Thursday, February 7, 2013

At The Core of Obamacare Future: Trust in Government
Trust, once gone, never returns.

February 7, 2013-  Obamacare’s future rests on trust in government.
The Accountable Care Act passed in March 2010 without a single Republican vote,  under questionable parliamentary tactics, in the dead of night, with Medicaid bribes to three wavering Democratic senators,  without giving opponents  or advocates  time  to read the 2700 page bill.
That act of political arrogance and chicanery  violated  trust in government. It poisoned the political well for the Obama administration. It may have been a noble deed, but it was done ignobly.
At the core of Obamacare, indeed, the very reason for its existence, is expanding of Medicaid eligibility to all adults with family incomes at or below 138% of the federal poverty level. Officially, this amounts to 30 million new Medicaid recipients, but it may be closer to 40 million, even 50 million, if one counts those likely to be dropped by employers who claim Obamacare provisions render  coverage unaffordable.   Obamacare affects all of us, 314 million Americans, in one way or another.
Unleashing A Tiger Called Distrust
When the Supreme Court ruled last summer  that the ACA was constitutional but Medicaid expansion was optional for the states, the Court  let a Tiger called Distrust  out of the cage.  Distrust, once on the loose,  ranged far and wide to State capitols in the South, Midwest, Southwest, and West.
To some extent,   Distrust stalks  Republicans governors, who must bear the budget brunt of Medicare expansion,   hospitals and physicians, and seniors, who must swallow the cuts necessary to finance Medicaid expansion. 
Hanging in the Balance
The  fate of the ACA hangs in the balance at the level of State Governors and legislators..
If you doubt what I say, I invite you to read “U.S. Governors and The Medicaid Expansion, “ in today’s New England Journal of Medicine from two authors at the Department of Health Policy and Management at the Harvard School of Public Health.
According to the article, the ACA and the Supreme Court’s Medicaid June 2012  opt-out decision divided the States into those who trust the federal government and those who do not.
Trusting,  Distrusting, and Undecided States
The states fall into these categories:
·         20 Trusting States with Democratic Governors and one with a Republican Governors who approved Medicaid expansion.

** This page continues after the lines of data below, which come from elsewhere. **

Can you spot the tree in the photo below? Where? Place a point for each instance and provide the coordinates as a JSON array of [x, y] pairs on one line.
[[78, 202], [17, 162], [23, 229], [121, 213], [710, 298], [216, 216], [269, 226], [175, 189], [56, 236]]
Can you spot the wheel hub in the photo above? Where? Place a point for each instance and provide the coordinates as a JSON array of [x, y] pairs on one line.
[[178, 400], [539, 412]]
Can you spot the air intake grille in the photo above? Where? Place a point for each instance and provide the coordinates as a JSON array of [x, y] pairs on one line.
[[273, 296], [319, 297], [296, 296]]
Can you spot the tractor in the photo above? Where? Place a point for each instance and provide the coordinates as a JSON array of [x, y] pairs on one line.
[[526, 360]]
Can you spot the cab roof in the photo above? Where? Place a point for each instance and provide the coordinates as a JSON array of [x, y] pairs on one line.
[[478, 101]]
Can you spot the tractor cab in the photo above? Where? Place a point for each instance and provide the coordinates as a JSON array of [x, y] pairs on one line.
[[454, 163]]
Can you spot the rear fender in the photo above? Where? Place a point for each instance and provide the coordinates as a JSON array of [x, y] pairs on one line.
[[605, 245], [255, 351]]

·         13 Distrusting States with Republican Governors who opposed Medicaid expansion.

·         17 Undecided States not knowing whom to Trust, 2 with Democratic Governors  17 with Republican Governors, who were undecided.
Themes of Trust and Distrust
Among the themes of those opposing ACA expansion, those supporting it, and those undecided were these.
·         Supporting States:  Medicaid will cover the uninsured, expansion bolsters the State’s preexisting efforts in health reform, will save State and taxpayers money, will improve people’s health.

·         Opposing States  will increase State budgets devoted to Medicare, will deprive State’s flexibility and freedom from federal oversight, federal government will renege on funding, States would have to raise taxes to pay for it,   States need more information,  Medicaid is “broken,” entitlement program, promotes dependency.

·         Undecided States: need more information, concerns about increasing state budgets,  States need more flexibility and freedom, may require States to cut funding for education and other programs, waiting to see what election portends..
Expressions of Distrust

Republican governors  colorfully expressed  their distrust.  Governor Mike Pence of Indiana compared the expansion to “The classic gift of a baby elephant” with the feds saying, “We’ll pay for the hay – at least for the first few years.” Governor  Rick Perry of Texas remarked “ Adding uninsured Texans to Medicaid, is not unlike adding a thousand people to the Titanic.” Governor Rick Scott of Florida was more circumspect, “The election is over.  President Obama won. I’m responsible for the families of Florida…If I can get to yes, I want to get to yes.”
However one slices Obamacare, whether one supports it or opposes it,  it all comes down to trust  or distrust in the federal government.
Tweet:  Obamacare’s future hangs on whether States trust government and Obamacare to deliver on its promises to support Medicaid expansion.